Cor triatriatum sinister is een zeldzame congenitale afwijking waarbij de linkerboezem door een membraan in twee kamers is verdeeld. Cor triatriatum omvat ongeveer 0,4% van de aangeboren hartafwijkingen bij autopsie . Het wordt aangetroffen in minder dan 0,1% van de klinisch gediagnosticeerde cardiomyopathieën . Het wordt meestal vastgesteld bij kinderen en is een bijzonder zeldzame nieuwe diagnose bij volwassenen . Atriumfibrilleren is beschreven in 30% van de gepubliceerde gevallen van volwassenen met cor triatriatum . Wij beschrijven een geval van een volwassen man die cor triatriatum had bekend (maar niet actief werd gevolgd) die zich presenteerde met congestief hartfalen in de setting van nieuw gediagnosticeerde atriumfibrilleren en gedilateerde cardiomyopathie.

2. Casus

Een voorheen gezonde 38-jarige man, die 5 jaar geleden uit Honduras was geëmigreerd, presenteerde zich met een enkele weken durende geschiedenis van progressieve buikpijn en dyspneu.
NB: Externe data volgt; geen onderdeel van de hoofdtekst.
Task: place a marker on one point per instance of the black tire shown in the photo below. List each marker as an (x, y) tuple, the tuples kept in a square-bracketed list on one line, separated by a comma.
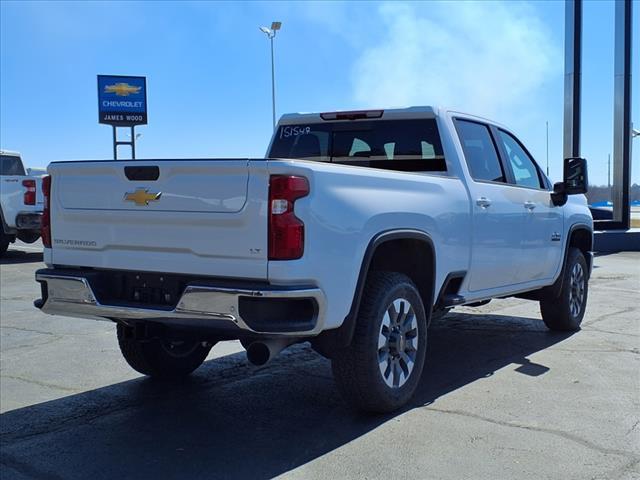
[(564, 312), (5, 240), (162, 359), (358, 370)]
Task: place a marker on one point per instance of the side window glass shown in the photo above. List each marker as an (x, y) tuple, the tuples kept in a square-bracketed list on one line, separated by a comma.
[(359, 147), (479, 151), (524, 170)]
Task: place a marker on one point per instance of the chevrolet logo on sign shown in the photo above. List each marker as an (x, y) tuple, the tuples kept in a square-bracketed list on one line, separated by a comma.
[(121, 89), (142, 197)]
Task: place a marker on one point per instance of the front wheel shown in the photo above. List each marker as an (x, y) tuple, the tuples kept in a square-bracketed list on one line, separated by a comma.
[(161, 358), (565, 311), (380, 370)]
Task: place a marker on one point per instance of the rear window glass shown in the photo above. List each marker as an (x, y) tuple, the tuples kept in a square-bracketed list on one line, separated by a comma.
[(404, 145), (11, 165)]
Lichamelijk onderzoek toonde ademnood, een onregelmatige tachycardie met 140 slagen per minuut, en een bloeddruk van 126/72 mmHg. Het hartonderzoek was opmerkelijk voor een verplaatste en diffuse apicale beat, en een 2/6 mitralisklep regurgitatie murmuur gehoord op de apex. Zijn ECG toonde atriumfibrilleren (AF) met een snelle ventriculaire respons. Er waren geen elektrocardiografische aanwijzingen voor overbelasting van de rechterventrikel. Röntgenfoto’s van de borst toonden cardiomegalie en longoedeem. Transthoracale echocardiografie (TTE) toonde een duidelijk verwijde linkerboezem in de vier-kamer uitzicht (51 mm) verdeeld in 2 kamers door een membraan (figuur 1). Continuous wave Doppler toonde stroom over het membraan met een piek diastolische gradiënt van 6 mmHg, piek systolische gradiënt van 2 mmHg, en een gemiddelde van 4 mmHg (figuur 2). De linker ventrikel (LV) was gedilateerd in de parasternale lange-as aanzicht (65 mm) met een ejectiefractie van 20-30%. Er was een matige tot ernstige functionele mitralisklepregurgitatie. De rechterventrikel systolische druk (RVSP) was 70 mmHg. Transesofageale echocardiografie toonde een membraan aan in het linker atrium (LA) met een gat van 7 mm in het middengedeelte en meette een piek gradiënt van 15 mmHg. Het interatriale septum was intact. De patiënt had 5 jaar geleden, toen hij voor het eerst naar Canada emigreerde, een eerdere TTE ondergaan, waarbij een verwijde linkerboezem en een cor triatriatum defect werden vastgesteld met een piekgradiënt van 9 mmHg, hetgeen niet veel verschilde van het huidige onderzoek. De LV was op dat moment normaal van omvang en systolische functie. De patiënt en zijn primaire zorgverlener waren niet op de hoogte van deze vooraf vastgestelde diagnose.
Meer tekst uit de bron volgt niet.